Use a unary operator for dereferencing
lordmauve opened this issue · 13 comments
Trying to use * for dereferencing doesn't work very well, because it isn't a unary operator. This means it only works in some contexts. Also it is "stealing" the iterability of the referenced object.
For example
xs = [1, 2, 3]
p_xs = to_ptr(xs)
print(**p_xs, sep="\n") # fails, splat + deref is treated as kwarg splat
A better deref operator would be unary +:
xs = [1, 2, 3]
p_xs = to_ptr(xs)
print(*+p_xs, sep="\n")
+ looks a bit like *, it just has one fewer spoke.
thanks for bringing this to my attention. i don't think + would be the best operator to use here, since people are generally used to that having to do something with addition. feel free to make a pr but if not ill implement this sometime tmr
The other options for unary operators are ~ and -.
Unary plus is barely used because it is a no-op for most numbers, so people don't have strong associations with it.
Unary minus is used a lot so it looks weird to use for this.
Bitwise complement is occasionally used but isn't recognisable as a mathematical symbol, so that might work too.
Using ~ is definitely the best option, you can implement this in a class with __invert__.
implemented in 1.0.7
As a sidenote, its also possible to implement Pointer.assign as an operator.
You could do something similar to myvalue >> pointer or myvalue >>= pointer and its also possible to implement the reverse, such as pointer << myvalue or pointer <<= myvalue.
Using this operator would call Pointer.assign and easily allow updating the pointer (works especially well for immutable values such as int, str, tuple.)
An example would be
myvalue = 5
p = Pointer(myvalue)
# adds 10 to *int
def add_ten(reference):
val = ~reference
val += 10
val >> reference
add_ten(p)
print(*p)
this isnt exactly how the library works. when you change the pointer, it changes the pointer itself, not the value its pointing to. i haven't implemented support for changing the data that its pointing to yet.
The reason for changing the address is for when you use an immutable value such as int and str
The proposed change would change the address (with Pointer.assign), not the value since for certain types, updating the value creates a copy at a new memory address.
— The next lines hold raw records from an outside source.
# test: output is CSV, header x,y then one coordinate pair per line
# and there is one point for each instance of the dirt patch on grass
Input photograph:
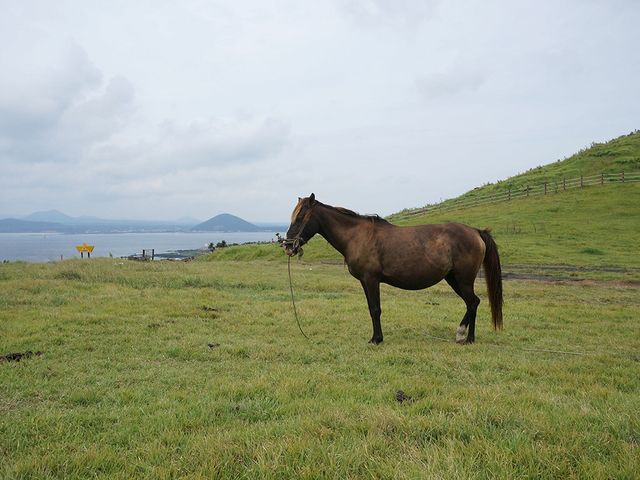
x,y
16,357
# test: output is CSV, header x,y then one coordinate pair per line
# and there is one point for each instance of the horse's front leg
x,y
372,292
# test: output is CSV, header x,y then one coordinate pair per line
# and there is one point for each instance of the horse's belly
x,y
413,282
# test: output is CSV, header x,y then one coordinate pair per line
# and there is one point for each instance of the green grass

I'm not sure if there's any other way to fix that other than updating the value with Pointer.assign. The >> operator would be a shorthand for Pointer.assign.
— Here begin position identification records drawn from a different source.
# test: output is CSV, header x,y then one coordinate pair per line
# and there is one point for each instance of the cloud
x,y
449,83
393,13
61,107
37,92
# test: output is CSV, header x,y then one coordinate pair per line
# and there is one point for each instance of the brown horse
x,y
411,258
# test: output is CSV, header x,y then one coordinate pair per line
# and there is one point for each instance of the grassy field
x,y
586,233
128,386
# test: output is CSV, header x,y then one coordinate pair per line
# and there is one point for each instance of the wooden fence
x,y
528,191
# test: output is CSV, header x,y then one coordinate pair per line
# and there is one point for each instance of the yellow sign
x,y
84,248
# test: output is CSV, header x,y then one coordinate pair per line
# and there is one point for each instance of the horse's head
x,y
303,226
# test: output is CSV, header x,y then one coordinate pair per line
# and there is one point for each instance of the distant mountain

sounds good, will implement
Be aware that you can add r to __lshift__ to create __rlshift__ for the reverse operator so it would be called if it's the first thing in the expression instead of the second. Same can be applied with adding i to create __ilshift__ to create <<=
im a bit confused on what the reverse operator would be, could you explain?
You should be able to find some information here: https://docs.python.org/3/library/operator.html. I would help implement it, but I'm not home right now. For example: if I have class1 + class2 it's going to execute class1's add but if class2 has radd it will execute that.